Logic Problems
March 12, 2011 12:01 PM   Subscribe

Logic Problems
Generate an empty solving grid for any logic problem with as many as six categories, and six items per category. Authenticate using Facebook to construct a full logic problem, with any combination of title, introduction, clues, reference illustration, and named categories and items, and generate a well-formatted, dynamically generated print version, complete with solving grid and solution table. User Manual/Guide is here. MeFi users can MeFiMail me any questions; others can send questions via my website contact form.
posted by The Confessor (3 comments total) 2 users marked this as a favorite

Or, y'know, post a comment.

Seriously, how did I miss the fact that there are comments on Projects? Is that new, or something?
posted by The Confessor at 12:28 PM on March 12, 2011


Cool, I have often wondered if the lack of a chart is only there to make the puzzle more difficult.

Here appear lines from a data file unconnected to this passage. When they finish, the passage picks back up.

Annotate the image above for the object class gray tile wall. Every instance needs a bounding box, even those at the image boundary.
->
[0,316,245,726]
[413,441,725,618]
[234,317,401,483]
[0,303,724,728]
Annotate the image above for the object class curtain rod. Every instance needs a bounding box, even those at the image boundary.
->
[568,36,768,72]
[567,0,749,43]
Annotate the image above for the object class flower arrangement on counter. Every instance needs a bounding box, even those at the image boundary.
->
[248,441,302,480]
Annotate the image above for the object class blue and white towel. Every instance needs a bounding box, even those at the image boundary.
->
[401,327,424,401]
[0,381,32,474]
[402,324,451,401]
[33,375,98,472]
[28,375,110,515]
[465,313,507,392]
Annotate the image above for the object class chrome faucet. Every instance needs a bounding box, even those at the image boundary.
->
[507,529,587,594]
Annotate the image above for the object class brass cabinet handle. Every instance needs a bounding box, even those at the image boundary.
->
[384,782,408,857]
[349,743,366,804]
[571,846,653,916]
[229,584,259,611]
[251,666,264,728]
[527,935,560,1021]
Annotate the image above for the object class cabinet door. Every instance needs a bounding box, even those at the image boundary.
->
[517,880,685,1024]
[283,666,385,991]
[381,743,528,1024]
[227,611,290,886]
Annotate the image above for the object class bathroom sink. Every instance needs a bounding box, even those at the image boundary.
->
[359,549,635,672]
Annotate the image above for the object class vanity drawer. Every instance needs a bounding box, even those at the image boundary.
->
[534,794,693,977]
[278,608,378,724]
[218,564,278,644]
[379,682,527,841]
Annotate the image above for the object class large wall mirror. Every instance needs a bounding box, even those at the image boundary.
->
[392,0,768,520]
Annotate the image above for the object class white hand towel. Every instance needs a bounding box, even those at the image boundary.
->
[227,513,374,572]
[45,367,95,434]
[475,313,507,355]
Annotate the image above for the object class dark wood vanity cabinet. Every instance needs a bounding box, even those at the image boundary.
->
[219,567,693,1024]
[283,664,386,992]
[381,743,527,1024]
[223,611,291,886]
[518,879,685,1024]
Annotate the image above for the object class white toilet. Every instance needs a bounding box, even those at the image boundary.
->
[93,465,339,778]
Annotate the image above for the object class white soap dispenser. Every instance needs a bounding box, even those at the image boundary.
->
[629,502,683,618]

Thanks!
posted by soelo at 6:32 PM on March 12, 2011


Just stopping in to note that I've updated the project with the ability to create item lists explicitly shared between two or more categories, as well as categories with item lists intended to be calculated by the solver.

And soelo, having devoted a rather large amount of time recently to understanding logic problems (though a surprisingly small amount of that time was spent actually solving them), I can state definitively that for the most difficult logic problems you'll find in a magazine or digest the lack of a solving grid probably is not intended as an additional difficulty modifier, as these puzzles include features that render them largely unsuited for display in a grid.

The solving grid works best when each category has the same number of unique items, and there is a 1:1 correspondence between them. Occasionally you might find a solving grid constructed where a single item is repeated, but this is rare, since it introduces a fold in the logic that might confuse the less advanced players who tend to gravitate to the grid-bearing puzzles.

The really difficult logic problems use items with an unknown frequency of recurrence in the solution, for instance, asking the player to divide seven movies between three genres, with no indication except by navigating the clues how many any one genre appears in the solution. If a solving grid is included with such a problem, these categories with unknown item recurrence must be left blank, to be filled in by the solver.